BANGKOK (The Nation/ANN) - Alarming atrocities around Southeast Asia raise the question: What happened to human values?
When one looks at how an elected government in the Philippines is carrying out its so-called war on drugs, which has killed thousands of small-time drug peddlers and users, and wonders about other atrocities taking place in the region, it’s not difficult to come to the conclusion that humanitarian values are seriously missing.
Thailand is no different. We had our so-called drug war that was also popular among the general public who allowed their fear to be exploited by the then-prime minister Thaksin Shinawatra. The same is true in the Philippines under Rodrigo Duterte.
When these kinds of leaders come in for criticism from members of the international community, they wear the garb of patriotism and wrap themselves with their respective national flag.
Remember Thaksin’s outburst: “The UN is not my father”? A few years later he encouraged one of his deputies to bid for the top UN post.
America is not out of the loop when it comes to peddling this kind of shameless and morally bankrupt policy that plays on people’s fears and anxieties. Donald Trump played up his “Muslim ban” policy during his campaign.
But when the time came to act, the ban on Muslims entering America morphed into a travel ban on some Muslim-majority countries – where his family has no major investment – and cost the US nothing in terms of political and diplomatic capital. In fact, none of the countries whose citizens carried out terrorist attacks on US soil on September 11, 2001, were banned.

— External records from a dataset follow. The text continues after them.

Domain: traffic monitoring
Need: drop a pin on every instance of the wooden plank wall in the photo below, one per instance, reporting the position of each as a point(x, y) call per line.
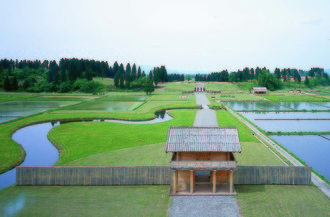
point(93, 176)
point(272, 175)
point(152, 175)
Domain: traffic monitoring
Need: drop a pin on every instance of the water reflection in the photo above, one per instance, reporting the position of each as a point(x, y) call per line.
point(314, 150)
point(287, 121)
point(39, 150)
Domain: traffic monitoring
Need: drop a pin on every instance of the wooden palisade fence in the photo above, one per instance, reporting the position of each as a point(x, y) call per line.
point(151, 175)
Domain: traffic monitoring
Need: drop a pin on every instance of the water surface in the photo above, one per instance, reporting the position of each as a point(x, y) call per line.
point(241, 105)
point(280, 121)
point(314, 150)
point(39, 151)
point(303, 105)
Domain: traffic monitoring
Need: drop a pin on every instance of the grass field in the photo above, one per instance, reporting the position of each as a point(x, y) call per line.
point(253, 152)
point(220, 86)
point(274, 200)
point(234, 97)
point(84, 201)
point(144, 155)
point(11, 154)
point(95, 138)
point(4, 97)
point(295, 98)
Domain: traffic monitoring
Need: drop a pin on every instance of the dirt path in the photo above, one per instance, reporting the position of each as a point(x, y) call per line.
point(204, 205)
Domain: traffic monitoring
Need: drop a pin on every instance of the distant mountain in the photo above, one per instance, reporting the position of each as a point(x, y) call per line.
point(147, 69)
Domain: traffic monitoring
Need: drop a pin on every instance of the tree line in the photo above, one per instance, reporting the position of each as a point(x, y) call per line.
point(76, 75)
point(272, 80)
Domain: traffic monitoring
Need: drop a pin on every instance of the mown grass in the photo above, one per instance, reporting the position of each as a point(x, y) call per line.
point(232, 96)
point(11, 154)
point(4, 97)
point(274, 200)
point(295, 98)
point(94, 138)
point(105, 81)
point(220, 86)
point(253, 152)
point(145, 155)
point(84, 201)
point(179, 86)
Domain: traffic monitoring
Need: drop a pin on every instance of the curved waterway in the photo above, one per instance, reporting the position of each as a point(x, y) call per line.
point(41, 152)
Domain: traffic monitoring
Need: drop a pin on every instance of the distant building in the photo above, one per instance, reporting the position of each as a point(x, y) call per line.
point(259, 90)
point(202, 160)
point(199, 87)
point(294, 91)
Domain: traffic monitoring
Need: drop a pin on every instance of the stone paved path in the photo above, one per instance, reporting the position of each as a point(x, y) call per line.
point(205, 117)
point(204, 205)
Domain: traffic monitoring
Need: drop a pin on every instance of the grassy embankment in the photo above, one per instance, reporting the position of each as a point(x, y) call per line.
point(103, 138)
point(229, 92)
point(269, 200)
point(11, 154)
point(84, 201)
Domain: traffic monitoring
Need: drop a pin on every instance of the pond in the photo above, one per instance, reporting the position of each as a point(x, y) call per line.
point(314, 150)
point(280, 121)
point(276, 106)
point(107, 106)
point(303, 105)
point(240, 105)
point(39, 151)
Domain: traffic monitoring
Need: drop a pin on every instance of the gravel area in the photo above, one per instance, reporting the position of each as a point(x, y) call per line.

Duterte, in the aftermath of criticism from a network of European lawmakers about his bloody war on drugs, immediately played the colonialism card and boasted about his newfound friends China and Russia, both of whom are permanent members of the UN Security Council.
As part of its strategy to counter criticism from the West about the absence of accountability and abuse of power by the government, Manila has decided to strengthen its relationship with Moscow and Beijing.
Bangkok has been doing more or less the same. No one really believes the leaders of these two countries have the interests of their people or their nation at heart with the switch in loyalties.
They should know that it won’t be long before Beijing and Moscow come knocking on their doors and remind them that everything has a price.
Duterte even told the European ambassadors to leave his country in 24 hours, cursing at them and accusing European nations of taking advantage of the Philippines because it was poor.
“You give us money, then you start to orchestrate what things should be done and which should not happen in our country. You bullshit. We are past the colonisation stage. Don’t f... with us.
“You think we are a bunch of morons here. You are the one. Now the ambassadors of those countries listening now, tell me, because we can have the diplomatic channel cut tomorrow. You leave my country in 24 hours, all, all of you.”
Duterte told the press that he and his government were not a bunch of morons. But the way he misled them is an insult to many people’s intelligence, not to say that this is an embarrassment for Filipinos.
The problem with democracy in Thailand is that the public think they can just sit back and the elected representatives will do everything for them. They don’t seem to understand that democracy is not a free ride.
By not actively engaging with the work of the government, the public is letting them get away without accountability. And as long as we continue to ignore these values, the public will continue to be indifferent to whatever action and policy taken, no matter how controversial and bloody these acts may be.
The European lawmakers were only expressing their concerns, and the points they raised were in line with international norms.
Thai officials may not use the same colourful and foul language as Duterte to counter criticism of the coup and its consequences. But neither Bangkok nor Manila can deny charges of abuse of power.